A sign board in the Women's Prison Karachi that's updated every day. The foreigner and under trial prisoner (UTP) children numbers denote Afghans.
Sheeba Shah has been the lead officer in charge of the Women's Prison Karachi for 4 years and has been working in prison departments in Pakistan for over 20 years.
The medical ward in the Women Prison Karachi upped its medicines and doctors to facilitate the Afghan women and children.
The women's prison and juvenile prison take great steps to make the insides of their facility not look like a prison, but the edges of their compound have bars and barbed wire on the roof.
The women's prison and juvenile facility in Karachi have computer literacy, sewing, salon, and carpentry classes to give inmates a skill so they can earn once they leave, but the precarious nature of the Afghan inmates detention means they couldn't sign up for certificates and courses.
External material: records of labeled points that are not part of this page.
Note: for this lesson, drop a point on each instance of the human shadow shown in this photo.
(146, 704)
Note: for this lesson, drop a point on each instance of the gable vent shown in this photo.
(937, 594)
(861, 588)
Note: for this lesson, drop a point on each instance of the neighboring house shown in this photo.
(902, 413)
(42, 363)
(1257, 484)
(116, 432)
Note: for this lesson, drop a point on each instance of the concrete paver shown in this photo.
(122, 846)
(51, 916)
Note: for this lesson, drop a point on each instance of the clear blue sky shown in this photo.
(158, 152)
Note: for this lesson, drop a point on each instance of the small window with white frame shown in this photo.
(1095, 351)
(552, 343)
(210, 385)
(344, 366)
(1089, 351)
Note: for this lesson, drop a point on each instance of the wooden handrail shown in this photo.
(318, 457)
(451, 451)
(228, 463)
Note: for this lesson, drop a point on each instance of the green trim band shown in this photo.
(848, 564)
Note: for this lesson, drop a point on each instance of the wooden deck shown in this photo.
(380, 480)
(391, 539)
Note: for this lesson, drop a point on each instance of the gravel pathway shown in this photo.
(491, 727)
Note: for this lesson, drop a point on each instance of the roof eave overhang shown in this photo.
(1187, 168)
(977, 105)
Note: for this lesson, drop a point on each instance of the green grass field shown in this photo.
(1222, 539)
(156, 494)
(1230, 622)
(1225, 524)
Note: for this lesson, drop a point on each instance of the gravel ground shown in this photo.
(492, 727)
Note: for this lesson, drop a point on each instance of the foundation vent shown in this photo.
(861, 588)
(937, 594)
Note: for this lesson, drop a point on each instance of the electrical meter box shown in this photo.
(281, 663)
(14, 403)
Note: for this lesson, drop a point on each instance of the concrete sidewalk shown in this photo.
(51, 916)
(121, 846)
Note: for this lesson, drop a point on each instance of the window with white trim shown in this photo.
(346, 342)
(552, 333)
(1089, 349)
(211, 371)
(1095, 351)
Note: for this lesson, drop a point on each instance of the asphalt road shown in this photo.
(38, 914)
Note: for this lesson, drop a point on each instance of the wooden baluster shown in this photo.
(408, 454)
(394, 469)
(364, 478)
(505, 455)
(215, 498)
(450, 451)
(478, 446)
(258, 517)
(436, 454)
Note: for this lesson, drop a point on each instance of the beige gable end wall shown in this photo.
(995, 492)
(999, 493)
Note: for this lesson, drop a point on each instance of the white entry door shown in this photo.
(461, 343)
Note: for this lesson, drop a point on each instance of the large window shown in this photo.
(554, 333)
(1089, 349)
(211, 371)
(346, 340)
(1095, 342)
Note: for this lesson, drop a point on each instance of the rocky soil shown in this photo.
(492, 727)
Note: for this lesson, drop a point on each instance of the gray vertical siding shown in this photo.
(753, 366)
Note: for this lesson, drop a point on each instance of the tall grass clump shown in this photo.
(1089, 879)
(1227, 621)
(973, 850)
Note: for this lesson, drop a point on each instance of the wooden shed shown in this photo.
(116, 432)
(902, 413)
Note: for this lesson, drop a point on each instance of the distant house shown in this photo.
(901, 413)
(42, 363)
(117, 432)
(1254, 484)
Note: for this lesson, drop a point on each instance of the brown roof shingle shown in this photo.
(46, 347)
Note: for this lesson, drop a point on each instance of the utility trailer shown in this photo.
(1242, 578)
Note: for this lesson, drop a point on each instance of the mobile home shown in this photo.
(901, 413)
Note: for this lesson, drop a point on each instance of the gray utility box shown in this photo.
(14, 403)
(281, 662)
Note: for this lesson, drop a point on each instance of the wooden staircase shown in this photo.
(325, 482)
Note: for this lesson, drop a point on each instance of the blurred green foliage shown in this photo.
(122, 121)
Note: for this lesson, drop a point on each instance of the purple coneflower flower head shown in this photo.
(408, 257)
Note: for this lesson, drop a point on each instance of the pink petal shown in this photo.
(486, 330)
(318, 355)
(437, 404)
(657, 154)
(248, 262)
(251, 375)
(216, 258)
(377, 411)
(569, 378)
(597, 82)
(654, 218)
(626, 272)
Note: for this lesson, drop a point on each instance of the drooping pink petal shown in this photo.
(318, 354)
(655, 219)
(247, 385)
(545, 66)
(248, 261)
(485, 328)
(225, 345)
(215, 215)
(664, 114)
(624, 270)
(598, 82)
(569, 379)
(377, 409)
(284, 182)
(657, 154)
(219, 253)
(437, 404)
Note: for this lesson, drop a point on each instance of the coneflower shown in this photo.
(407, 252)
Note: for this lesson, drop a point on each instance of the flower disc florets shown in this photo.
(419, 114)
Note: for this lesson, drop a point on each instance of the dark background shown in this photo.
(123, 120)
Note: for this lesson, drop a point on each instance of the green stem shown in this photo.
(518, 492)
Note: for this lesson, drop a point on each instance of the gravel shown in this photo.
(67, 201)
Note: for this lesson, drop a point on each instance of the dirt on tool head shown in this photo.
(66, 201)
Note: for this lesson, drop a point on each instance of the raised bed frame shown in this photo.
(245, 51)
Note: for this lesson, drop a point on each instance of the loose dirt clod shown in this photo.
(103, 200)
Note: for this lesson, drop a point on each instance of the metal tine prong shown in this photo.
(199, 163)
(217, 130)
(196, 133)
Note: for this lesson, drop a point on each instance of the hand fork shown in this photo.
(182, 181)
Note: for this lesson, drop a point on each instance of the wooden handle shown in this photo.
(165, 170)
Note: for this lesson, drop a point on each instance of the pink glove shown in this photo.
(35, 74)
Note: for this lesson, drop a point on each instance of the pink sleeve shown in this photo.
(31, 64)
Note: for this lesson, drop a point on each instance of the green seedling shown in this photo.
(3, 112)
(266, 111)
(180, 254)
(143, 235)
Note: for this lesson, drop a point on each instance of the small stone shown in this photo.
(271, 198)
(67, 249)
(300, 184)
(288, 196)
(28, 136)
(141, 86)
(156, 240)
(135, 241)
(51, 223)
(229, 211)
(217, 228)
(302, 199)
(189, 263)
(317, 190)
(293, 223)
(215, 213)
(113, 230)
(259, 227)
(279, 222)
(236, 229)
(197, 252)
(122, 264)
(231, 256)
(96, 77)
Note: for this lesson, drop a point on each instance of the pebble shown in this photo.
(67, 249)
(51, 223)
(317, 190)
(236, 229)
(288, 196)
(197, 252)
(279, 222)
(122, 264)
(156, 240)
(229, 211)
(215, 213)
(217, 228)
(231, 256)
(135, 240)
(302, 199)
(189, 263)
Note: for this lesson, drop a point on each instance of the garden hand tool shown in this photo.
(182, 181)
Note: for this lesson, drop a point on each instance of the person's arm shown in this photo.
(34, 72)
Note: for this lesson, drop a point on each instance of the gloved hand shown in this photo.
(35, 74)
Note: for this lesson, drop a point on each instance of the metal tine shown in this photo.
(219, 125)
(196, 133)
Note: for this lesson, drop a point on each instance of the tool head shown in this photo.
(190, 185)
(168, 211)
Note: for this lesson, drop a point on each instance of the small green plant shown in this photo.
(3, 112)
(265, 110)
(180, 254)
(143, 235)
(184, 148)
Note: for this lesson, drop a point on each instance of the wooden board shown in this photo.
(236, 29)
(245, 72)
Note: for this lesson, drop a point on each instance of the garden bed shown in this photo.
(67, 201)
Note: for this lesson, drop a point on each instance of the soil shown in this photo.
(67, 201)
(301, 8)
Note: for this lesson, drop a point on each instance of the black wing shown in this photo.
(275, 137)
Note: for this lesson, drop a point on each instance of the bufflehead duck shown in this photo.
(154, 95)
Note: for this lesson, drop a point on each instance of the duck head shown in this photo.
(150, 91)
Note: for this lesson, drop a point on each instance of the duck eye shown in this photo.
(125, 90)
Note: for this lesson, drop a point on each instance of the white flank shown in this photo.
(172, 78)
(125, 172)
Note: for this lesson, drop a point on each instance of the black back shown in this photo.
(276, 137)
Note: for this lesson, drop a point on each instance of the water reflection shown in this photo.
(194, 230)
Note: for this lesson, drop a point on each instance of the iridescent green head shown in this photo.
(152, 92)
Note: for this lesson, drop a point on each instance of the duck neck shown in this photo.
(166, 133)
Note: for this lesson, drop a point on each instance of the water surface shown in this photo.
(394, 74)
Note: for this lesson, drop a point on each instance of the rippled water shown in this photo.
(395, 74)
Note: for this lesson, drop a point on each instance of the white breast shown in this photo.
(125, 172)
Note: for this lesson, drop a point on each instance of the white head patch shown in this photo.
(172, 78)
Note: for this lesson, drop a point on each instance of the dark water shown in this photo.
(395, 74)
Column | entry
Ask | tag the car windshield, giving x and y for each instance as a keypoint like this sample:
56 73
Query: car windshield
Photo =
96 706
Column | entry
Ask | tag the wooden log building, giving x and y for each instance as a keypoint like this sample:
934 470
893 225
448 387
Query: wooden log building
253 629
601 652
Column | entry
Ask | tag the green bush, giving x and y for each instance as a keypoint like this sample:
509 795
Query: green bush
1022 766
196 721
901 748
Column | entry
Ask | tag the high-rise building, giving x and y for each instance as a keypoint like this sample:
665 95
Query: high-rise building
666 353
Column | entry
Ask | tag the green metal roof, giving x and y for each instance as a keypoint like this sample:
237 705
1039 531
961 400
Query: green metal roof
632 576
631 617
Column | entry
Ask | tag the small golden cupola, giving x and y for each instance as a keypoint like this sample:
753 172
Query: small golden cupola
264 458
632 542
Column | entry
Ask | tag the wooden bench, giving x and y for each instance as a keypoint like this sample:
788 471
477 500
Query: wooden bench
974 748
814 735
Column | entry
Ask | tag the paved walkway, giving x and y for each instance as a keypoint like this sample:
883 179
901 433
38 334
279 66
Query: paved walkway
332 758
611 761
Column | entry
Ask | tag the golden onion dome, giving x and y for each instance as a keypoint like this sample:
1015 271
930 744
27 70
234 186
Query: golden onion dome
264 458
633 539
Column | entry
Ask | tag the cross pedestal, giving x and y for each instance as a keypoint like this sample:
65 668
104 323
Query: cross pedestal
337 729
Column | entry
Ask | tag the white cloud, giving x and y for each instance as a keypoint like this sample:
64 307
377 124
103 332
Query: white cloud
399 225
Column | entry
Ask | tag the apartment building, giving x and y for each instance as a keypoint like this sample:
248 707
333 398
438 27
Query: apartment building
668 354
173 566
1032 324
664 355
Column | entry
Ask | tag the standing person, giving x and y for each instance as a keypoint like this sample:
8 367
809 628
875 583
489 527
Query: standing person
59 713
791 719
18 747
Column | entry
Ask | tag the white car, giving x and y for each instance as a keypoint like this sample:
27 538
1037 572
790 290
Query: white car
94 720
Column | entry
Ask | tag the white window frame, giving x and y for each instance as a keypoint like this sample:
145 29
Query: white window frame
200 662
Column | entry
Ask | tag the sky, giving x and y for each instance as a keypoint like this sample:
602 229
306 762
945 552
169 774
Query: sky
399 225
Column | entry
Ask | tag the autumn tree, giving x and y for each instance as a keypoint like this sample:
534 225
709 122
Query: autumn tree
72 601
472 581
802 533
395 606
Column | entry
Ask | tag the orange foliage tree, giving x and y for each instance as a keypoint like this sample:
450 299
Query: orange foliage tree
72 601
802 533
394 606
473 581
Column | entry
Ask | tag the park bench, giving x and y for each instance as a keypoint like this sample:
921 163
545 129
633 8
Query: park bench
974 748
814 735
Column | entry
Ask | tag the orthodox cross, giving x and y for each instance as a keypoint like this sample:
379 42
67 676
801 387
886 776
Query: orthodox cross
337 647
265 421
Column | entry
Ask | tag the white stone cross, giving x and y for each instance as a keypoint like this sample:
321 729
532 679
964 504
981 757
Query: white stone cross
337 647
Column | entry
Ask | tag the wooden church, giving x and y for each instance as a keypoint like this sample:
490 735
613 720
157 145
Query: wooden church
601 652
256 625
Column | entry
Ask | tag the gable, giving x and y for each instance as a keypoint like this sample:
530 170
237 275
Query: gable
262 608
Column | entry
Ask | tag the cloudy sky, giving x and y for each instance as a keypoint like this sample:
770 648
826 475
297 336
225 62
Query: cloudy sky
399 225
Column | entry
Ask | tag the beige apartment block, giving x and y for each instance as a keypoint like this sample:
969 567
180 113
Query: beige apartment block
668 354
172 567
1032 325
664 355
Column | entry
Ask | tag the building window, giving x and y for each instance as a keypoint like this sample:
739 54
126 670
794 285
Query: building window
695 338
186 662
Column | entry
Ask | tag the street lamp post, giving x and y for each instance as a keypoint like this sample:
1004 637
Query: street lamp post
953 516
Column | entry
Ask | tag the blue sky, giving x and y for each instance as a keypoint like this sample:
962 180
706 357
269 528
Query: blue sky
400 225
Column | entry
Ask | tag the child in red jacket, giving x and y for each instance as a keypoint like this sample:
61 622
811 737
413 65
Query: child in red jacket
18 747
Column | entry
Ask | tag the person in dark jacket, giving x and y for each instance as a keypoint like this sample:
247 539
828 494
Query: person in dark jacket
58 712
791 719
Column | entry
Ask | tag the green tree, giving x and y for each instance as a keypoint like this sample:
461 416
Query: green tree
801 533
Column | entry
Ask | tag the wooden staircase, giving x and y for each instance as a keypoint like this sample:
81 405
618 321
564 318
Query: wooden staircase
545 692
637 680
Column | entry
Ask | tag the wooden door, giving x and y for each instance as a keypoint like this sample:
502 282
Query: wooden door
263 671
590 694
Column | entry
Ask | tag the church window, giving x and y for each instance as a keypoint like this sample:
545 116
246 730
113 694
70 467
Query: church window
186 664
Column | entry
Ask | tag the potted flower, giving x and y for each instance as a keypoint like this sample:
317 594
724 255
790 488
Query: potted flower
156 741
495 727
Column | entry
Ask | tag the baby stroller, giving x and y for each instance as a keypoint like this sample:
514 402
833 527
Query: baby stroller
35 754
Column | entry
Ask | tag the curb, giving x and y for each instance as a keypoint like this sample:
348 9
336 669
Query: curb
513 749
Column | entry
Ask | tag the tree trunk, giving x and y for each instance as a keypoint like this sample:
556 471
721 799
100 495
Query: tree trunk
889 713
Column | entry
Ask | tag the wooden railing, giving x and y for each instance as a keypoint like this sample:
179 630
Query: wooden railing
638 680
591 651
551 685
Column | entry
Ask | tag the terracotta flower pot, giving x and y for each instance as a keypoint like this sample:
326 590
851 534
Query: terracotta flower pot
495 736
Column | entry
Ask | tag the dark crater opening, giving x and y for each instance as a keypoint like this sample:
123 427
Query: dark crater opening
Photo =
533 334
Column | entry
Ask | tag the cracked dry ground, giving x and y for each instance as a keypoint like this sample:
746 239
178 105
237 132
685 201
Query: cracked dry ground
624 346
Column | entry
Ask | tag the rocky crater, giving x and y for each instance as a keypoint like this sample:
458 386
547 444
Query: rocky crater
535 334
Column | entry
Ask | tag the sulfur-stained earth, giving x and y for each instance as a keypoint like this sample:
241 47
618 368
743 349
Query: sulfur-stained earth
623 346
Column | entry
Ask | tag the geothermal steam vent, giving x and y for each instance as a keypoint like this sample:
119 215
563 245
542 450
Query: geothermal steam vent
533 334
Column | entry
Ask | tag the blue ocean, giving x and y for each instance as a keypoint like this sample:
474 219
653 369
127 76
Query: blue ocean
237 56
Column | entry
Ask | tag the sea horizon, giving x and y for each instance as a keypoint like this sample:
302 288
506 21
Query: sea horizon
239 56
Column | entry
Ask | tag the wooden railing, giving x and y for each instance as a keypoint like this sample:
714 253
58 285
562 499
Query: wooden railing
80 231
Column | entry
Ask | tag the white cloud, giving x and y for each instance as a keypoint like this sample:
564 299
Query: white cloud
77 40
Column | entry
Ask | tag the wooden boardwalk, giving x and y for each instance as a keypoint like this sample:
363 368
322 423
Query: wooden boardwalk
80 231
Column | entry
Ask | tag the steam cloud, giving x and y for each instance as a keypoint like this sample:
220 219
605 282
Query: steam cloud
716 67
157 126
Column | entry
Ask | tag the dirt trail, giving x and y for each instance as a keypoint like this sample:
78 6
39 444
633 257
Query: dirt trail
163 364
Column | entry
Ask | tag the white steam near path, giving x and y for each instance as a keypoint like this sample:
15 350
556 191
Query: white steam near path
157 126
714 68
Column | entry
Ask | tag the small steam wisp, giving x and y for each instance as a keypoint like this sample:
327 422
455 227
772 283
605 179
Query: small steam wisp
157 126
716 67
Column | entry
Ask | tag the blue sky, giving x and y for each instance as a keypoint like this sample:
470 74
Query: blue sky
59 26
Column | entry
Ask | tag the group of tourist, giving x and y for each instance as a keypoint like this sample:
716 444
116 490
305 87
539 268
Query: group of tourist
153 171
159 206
The Women Prison Karachi also has a small gym with weights, yoga mats and balls, a treadmill and exercise bike. But the Afghan women don't have access to all their facilities.
Since so many of the Afghan families were coming in with chronic diarrhoea, prison authorities, upon recommendations from doctors, devised a safer food plan. Their meals are now sourced from the same place as prison staff.
On January 31, the Embassy of Afghanistan in Islamabad tweeted this picture with the caption, "As a result of the efforts of the Embassy of Afghanistan in Islamabad and the Consulate General of Afghanistan in Karachi, 120 Afghans were released from the prisons of Sindh state. Also, 130 others will be released and sent to the country in the next few days." Photo credit: @AfghanembassyI1 on Twitter.
The barracks where the Afghan women are kept in the Women's Prison Karachi have an open airy corridor with plants.
The bride-to-be Palwasha is engaged to a registered Afghan who lives in Pakistan. She came to Pakistan to get married with a bag full of sparkling bridal clothes but was arrested before her wedding day.